Abstracts (first author)
In silico peptide-binding predictions of MHC class I reveal similarities across distantly related songbird species, suggesting convergence on the level of protein function
Many songbirds have a large number of transcribed MHC class I genes compared to most mammals. To elucidate the reasons for this large number of genes and to search for non-classical MHC genes in songbirds, we compared songbird MHC class I alleles (α1-α3 domains). By applying phylogenetic analysis, homology modelling and in silico peptide-binding predictions, we could compare both functional and genetic relationships among transcribed genes. We found more pronounced clustering of the MHC class I allomorphs (allele-specific proteins) in regard to their protein function (peptide-binding specificities) compared to their genetic relationships (amino acid sequences), indicating that the high number of alleles is of functional significance.

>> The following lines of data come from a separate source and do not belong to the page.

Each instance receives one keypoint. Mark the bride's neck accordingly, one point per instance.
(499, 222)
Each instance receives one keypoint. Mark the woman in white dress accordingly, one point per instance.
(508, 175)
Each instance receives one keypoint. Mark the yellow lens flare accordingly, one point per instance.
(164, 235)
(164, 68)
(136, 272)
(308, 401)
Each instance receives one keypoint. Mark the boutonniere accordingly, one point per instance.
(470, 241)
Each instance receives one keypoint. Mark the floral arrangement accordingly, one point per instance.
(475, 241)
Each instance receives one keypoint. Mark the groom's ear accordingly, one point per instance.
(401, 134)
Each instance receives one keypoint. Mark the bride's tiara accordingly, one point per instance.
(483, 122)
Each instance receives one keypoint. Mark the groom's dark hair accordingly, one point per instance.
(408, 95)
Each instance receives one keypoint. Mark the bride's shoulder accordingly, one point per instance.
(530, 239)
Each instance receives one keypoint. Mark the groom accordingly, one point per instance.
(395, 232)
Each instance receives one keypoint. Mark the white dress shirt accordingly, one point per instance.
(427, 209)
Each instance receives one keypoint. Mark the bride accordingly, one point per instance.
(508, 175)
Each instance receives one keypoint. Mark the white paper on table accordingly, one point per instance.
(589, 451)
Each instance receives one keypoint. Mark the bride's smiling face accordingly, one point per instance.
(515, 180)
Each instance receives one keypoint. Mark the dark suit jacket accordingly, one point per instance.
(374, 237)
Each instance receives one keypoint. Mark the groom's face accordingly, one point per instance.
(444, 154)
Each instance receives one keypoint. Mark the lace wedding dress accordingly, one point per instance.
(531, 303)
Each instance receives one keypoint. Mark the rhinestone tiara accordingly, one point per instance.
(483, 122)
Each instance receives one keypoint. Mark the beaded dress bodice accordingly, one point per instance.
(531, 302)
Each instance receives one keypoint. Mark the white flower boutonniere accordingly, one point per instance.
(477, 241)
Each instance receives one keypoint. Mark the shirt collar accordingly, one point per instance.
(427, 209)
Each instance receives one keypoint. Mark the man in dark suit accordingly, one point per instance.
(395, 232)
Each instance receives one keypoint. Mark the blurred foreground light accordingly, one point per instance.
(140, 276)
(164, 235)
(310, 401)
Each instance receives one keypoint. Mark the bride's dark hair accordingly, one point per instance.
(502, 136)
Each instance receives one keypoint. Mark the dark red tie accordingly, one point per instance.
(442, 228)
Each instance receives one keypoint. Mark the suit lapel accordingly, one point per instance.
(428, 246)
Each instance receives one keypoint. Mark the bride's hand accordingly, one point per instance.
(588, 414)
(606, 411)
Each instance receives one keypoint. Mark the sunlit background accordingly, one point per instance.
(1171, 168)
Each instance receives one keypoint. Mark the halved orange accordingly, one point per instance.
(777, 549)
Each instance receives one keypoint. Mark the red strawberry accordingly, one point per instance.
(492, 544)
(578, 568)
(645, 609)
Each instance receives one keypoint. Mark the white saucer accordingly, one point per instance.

The MHC class I allomorphs from house sparrow and tree sparrow, species that diverged ten MYA, had overlapping peptide-binding specificities. These similarities across species were also confirmed in phylogenetic analyses, and were similar for genes that we interpret as classical and non-classical. Remarkably, there were also overlapping peptide-binding specificities in the allomorphs from house sparrows and great reed warblers, although these species diverged about 30 MYA. This overlap was not found in a tree based on amino acid sequences. Our interpretation is that convergent evolution on the level of the protein function, possibly driven by selection from shared pathogens, has resulted in allomorphs with similar peptide-binding repertoires, although trans-species evolution in combination with gene conversion cannot be excluded.